From another perspective, high test scores can hurt you if that’s all you are offering to your target consulting firm. If you didn’t spend time honing other equally important skills to ensure your suitability for a consulting position, this can come off as lack of exposure to many recruiters. A one-sided application is the exact opposite of what top consulting firms are looking for.
Some individuals with an average GPA (in management consulting, the standards of an average GPA are much higher than other professions) may be surprised to receive a callback from a recruiter due to their well rounded application. In cases such as these, the margin of error is very thin, and he or she must have exactly what the recruiter was looking for to be considered for the consulting position.
Individuals who are able to land an interview in this manner should not take the opportunity lightly. Being shortlisted by a recruiter means one has a chance of landing the position. It is essential to highlight that consulting firms do not arrange interviews with applicants who they think do not have what it takes to fill the vacant post.

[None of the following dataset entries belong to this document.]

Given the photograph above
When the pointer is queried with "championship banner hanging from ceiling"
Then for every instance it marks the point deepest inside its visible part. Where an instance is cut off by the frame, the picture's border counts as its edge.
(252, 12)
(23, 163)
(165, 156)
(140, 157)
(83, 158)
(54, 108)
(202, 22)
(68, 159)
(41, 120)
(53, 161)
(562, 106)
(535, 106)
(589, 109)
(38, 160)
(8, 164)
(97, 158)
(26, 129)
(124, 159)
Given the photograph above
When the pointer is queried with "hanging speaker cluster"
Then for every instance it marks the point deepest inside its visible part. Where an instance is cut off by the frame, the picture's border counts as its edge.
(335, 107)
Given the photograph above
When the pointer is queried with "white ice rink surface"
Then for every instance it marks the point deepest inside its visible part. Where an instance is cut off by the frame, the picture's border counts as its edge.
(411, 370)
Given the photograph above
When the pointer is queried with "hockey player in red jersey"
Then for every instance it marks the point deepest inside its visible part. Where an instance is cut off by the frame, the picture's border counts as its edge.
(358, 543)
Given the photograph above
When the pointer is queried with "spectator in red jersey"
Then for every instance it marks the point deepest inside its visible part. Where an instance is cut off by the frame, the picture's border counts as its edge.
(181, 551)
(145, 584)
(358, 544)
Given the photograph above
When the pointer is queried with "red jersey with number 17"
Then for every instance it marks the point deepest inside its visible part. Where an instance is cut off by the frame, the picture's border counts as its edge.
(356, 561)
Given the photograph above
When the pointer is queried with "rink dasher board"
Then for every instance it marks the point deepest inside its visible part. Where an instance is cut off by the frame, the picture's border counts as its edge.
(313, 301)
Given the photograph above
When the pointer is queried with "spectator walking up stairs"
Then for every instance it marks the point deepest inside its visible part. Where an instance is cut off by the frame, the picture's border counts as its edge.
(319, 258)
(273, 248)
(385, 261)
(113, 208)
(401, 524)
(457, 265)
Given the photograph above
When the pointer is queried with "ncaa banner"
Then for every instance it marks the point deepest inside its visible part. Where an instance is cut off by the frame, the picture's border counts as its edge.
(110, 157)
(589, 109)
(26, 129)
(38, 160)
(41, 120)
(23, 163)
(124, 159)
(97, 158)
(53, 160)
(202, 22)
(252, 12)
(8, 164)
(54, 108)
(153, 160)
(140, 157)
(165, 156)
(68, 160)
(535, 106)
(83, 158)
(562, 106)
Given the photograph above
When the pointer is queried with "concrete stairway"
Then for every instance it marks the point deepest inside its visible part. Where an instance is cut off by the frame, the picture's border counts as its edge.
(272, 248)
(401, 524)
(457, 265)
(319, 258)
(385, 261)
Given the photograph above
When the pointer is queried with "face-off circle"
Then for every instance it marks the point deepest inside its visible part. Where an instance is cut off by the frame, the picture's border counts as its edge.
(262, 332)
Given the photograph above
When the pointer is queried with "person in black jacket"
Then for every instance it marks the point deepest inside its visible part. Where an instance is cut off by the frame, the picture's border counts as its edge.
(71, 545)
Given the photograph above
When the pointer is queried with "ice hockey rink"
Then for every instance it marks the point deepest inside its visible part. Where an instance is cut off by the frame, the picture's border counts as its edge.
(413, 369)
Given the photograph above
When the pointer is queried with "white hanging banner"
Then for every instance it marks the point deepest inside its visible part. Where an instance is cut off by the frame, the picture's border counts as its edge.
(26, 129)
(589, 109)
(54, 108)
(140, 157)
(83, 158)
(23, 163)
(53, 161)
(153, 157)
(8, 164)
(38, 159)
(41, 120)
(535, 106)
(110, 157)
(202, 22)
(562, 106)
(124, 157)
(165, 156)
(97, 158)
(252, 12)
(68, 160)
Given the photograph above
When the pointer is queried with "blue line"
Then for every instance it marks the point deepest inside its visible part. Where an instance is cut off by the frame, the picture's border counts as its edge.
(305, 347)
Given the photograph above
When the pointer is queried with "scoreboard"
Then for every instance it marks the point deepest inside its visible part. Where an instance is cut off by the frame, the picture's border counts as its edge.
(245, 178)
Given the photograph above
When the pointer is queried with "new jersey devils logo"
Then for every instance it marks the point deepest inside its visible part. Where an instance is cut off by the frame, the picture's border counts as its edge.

In other words, it’s not the traditional “road” that applicants take, which means it will be much more difficult to get the position, as interviewers will scrutinize an applicant thoroughly to expose the weak test scores. Individuals who choose this method should be prepared to answer questions related to this matter, or actively divert from such inquisitions.
Stepping Stones and Advantages
While low test scores can quickly close opportunities for applicants, the exact opposite can be said about having a high GPA. Recruiters aren’t the only ones who look at test scores. Some academic organizations in top universities also take GPAs into consideration. Being part of organizations that are affiliated with one’s target firm can easily boost the possibility of a successful application.
Furthermore, getting into the right organizations can enhance an applicant’s consulting network, help in getting into a rigorous consulting internship program and more. These are creative ways in using high test scores to one’s advantage over other applicants who may be unable to attain such credentials.
In conclusion, due to the competitive nature of the management consulting industry, it is wise not to completely disregard scores from leading tests, as well as GPAs. On the contrary, one must also take into consideration the type of applicants that consulting firms are looking for. If you are unsure about the type of consultant your target firm is considering, it is best to seek advice directly from an employee within the company.
There are plenty of other ways to ensure that your consulting application will stand out. This means taking the time to work on other assets that can boost your value as a suitable applicant.